Société
Quand Drâa-Tafilalet était une mer... Découverte de traces de créatures datant de 360 millions d'années
19/06/2026 - 19:04
Youness Oubaali
Des recherches récentes ont révélé que la région située entre Erfoud et Taouz, aujourd'hui connue pour sa nature désertique et aride, était il y a environ 360 millions d'années le foyer d'un écosystème marin riche en vie et en biodiversité
Une équipe de chercheurs marocains et internationaux, sous la direction de la chercheuse Wahiba Belhaouz de l'Université Hassan II de Casablanca, a mis au jour un ensemble impressionnant de traces fossiles dans l'Anti-Atlas oriental. Cela confirme que cette zone désertique au climat semi-aride faisait autrefois partie d'un environnement marin riche et diversifié.
Ces découvertes revêtent une importance mondiale, car une nouvelle trace fossile, unique au monde, a été documentée et nommée Rusophycus antiatlasensis, en référence aux montagnes de l'Anti-Atlas où elle a été trouvée.
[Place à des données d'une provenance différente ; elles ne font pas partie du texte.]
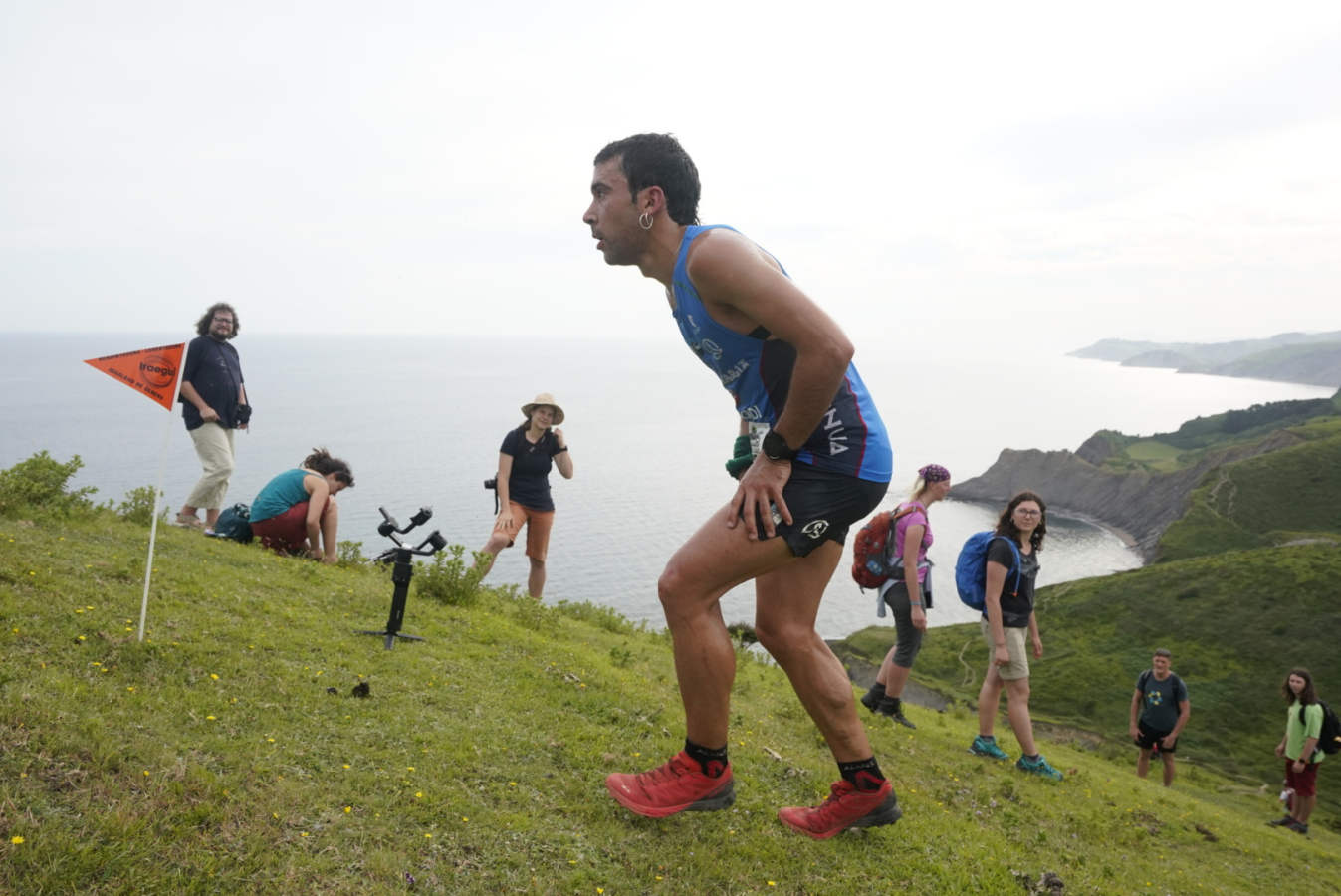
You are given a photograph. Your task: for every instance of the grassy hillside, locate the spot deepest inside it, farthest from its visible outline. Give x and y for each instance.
(227, 754)
(1235, 622)
(1274, 498)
L'intérêt de cette découverte ne se limite pas à documenter de nouvelles traces fossiles, mais s'étend à la révélation d'aspects précis du comportement des créatures qui vivaient dans ces mers anciennes.
Les fossiles d'Erfoud
L'étude, basée sur l'analyse de plus de 60 échantillons collectés lors de missions sur le terrain entre 2018 et 2025, a permis d'observer des indices de mouvements collectifs de trilobites et de leurs méthodes de recherche de nourriture, ainsi que des comportements liés à la prédation, à la défense et à la protection.
Dans une déclaration à SNRTnews, Abdelouahed Lgnaoui, professeur de paléontologie à l'École Supérieure de l'Éducation et de la Formation de Berrechid (Université Hassan 1er) et membre de l'équipe de recherche, a expliqué que les travaux d'excavation et d'étude ont débuté en 2018. En 2023, la découverte d'un fossile complet de requin, baptisé Maghriboselache, est venue renforcer l'importance du site et enrichir les connaissances scientifiques s'y rapportant.
Le spécialiste en paléontologie a souligné que l'époque à laquelle remontent ces découvertes coïncide avec ce que l'on appelle "la crise biologique de Hengenberg". Il s'agit d'une phase qui a connu un déclin brutal du nombre de créatures marines à l'échelle mondiale, de l'ordre de près de 75 %. Cela donne à ces traces une valeur exceptionnelle pour comprendre comment les créatures ayant survécu à ces bouleversements majeurs ont vécu.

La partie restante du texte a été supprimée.